You can enable the Global Optimizer on the Classes page of the JET Control Panel, or by adding the option -global+ to the project file or the jc command line.

To enable the Global Optimizer, add the following configuration parameter:

<globalOptimizer>true</globalOptimizer>

and rebuild your project.

To enable the Global Optimizer, add the following configuration parameter:

globalOptimizer = true

and rebuild your project.

Notice There is no need to re-collect the execution profile as it already contains the necessary information for the platform classes.

From version 12, the Global Optimizer is available for all target platforms supported by Excelsior JET.

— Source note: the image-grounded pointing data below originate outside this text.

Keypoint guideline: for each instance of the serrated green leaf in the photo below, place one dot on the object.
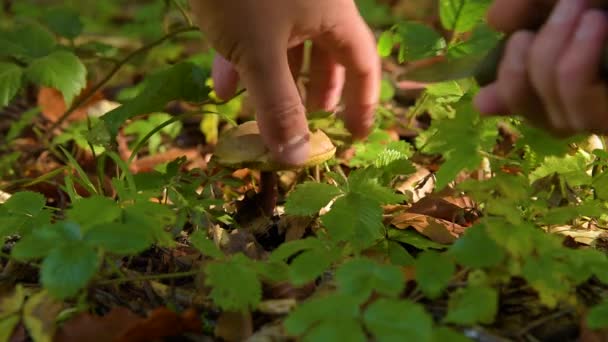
(571, 167)
(25, 203)
(462, 15)
(339, 330)
(26, 42)
(10, 82)
(483, 38)
(64, 21)
(67, 269)
(476, 249)
(61, 70)
(390, 320)
(205, 246)
(119, 238)
(433, 273)
(417, 41)
(332, 309)
(234, 284)
(360, 277)
(94, 210)
(548, 277)
(597, 318)
(43, 240)
(362, 229)
(309, 265)
(398, 255)
(471, 305)
(184, 80)
(308, 198)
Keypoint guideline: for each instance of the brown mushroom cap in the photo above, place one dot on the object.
(243, 147)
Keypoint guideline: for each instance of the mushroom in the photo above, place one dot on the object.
(243, 147)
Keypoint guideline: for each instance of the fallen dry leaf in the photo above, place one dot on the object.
(122, 325)
(53, 106)
(39, 314)
(438, 230)
(234, 326)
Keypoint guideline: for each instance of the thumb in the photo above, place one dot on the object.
(225, 78)
(279, 109)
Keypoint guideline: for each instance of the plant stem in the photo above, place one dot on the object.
(150, 277)
(113, 72)
(183, 12)
(269, 192)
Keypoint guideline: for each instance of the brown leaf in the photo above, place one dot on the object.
(53, 106)
(92, 328)
(39, 314)
(438, 230)
(234, 326)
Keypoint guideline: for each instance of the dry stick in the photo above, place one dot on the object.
(112, 72)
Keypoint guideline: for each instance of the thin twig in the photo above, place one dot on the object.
(114, 70)
(183, 12)
(150, 277)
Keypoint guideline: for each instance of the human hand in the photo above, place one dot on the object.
(260, 42)
(551, 77)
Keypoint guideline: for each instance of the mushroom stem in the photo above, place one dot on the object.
(269, 192)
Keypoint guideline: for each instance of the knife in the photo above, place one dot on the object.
(484, 68)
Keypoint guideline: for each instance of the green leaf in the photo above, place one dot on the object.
(25, 203)
(417, 41)
(309, 265)
(308, 198)
(334, 308)
(398, 255)
(571, 167)
(391, 320)
(597, 318)
(41, 241)
(476, 249)
(441, 334)
(94, 210)
(68, 269)
(482, 40)
(64, 21)
(462, 15)
(10, 82)
(26, 42)
(184, 80)
(234, 284)
(205, 246)
(471, 305)
(548, 277)
(339, 330)
(61, 70)
(119, 238)
(375, 13)
(360, 277)
(433, 273)
(375, 192)
(362, 229)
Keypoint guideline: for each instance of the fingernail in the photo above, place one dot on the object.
(296, 151)
(589, 26)
(566, 10)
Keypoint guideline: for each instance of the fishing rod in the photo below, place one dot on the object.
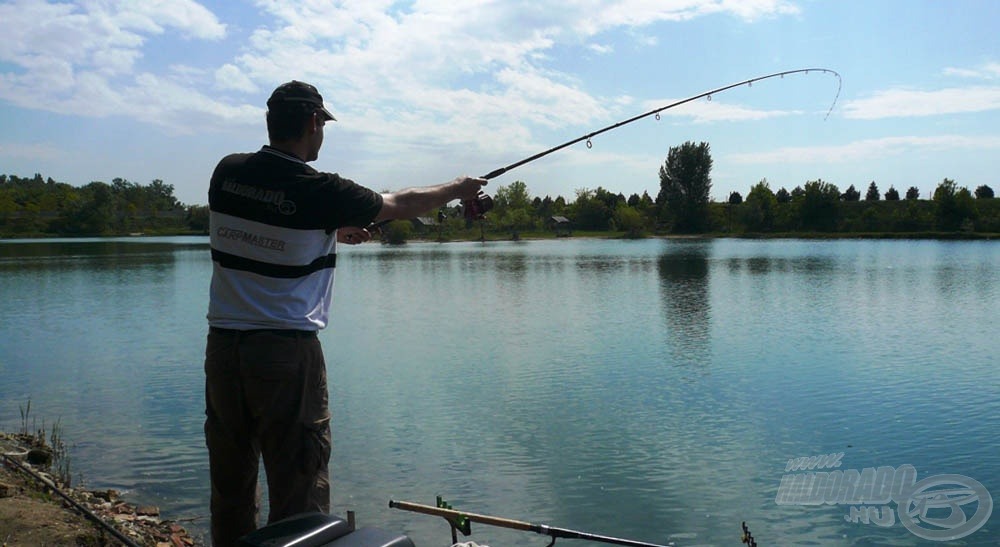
(460, 520)
(476, 208)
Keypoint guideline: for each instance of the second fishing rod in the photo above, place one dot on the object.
(475, 209)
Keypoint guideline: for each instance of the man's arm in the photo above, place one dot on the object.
(411, 202)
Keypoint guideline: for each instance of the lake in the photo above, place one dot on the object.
(659, 390)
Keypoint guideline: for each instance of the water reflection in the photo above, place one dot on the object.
(684, 291)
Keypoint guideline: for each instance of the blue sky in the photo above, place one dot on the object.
(428, 90)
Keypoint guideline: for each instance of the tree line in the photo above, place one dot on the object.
(38, 206)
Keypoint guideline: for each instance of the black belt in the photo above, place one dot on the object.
(288, 333)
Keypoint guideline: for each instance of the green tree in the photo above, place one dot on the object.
(629, 220)
(819, 209)
(872, 194)
(783, 196)
(760, 208)
(685, 183)
(397, 232)
(590, 212)
(953, 206)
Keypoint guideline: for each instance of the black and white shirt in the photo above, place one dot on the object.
(273, 230)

  1. If the file AppName.jprof already exists, it gets overwritten without a warning, and profile merging is not implemented yet. This means that an execution profile must be collected in a single session.
  2. You cannot supply more than one .jprof file to the compiler, because yes, profile merging is not implemented yet.
  3. The executables that were built with PGO enabled cannot themselves be run in the profiling mode.

The above limitations will be removed in the next major release of Excelsior JET.

  1. The 32-bit versions of Excelsior JET for Windows and Linux support profiling, but do not support PGO. More precisely, they recognize the -pgo+ option, but it has no effect. This enables you to use the same project files for 32- and 64-bit builds, but only the latter would benefit from PGO.

This limitation will not be removed in the next major release, as that requires more than one development cycle.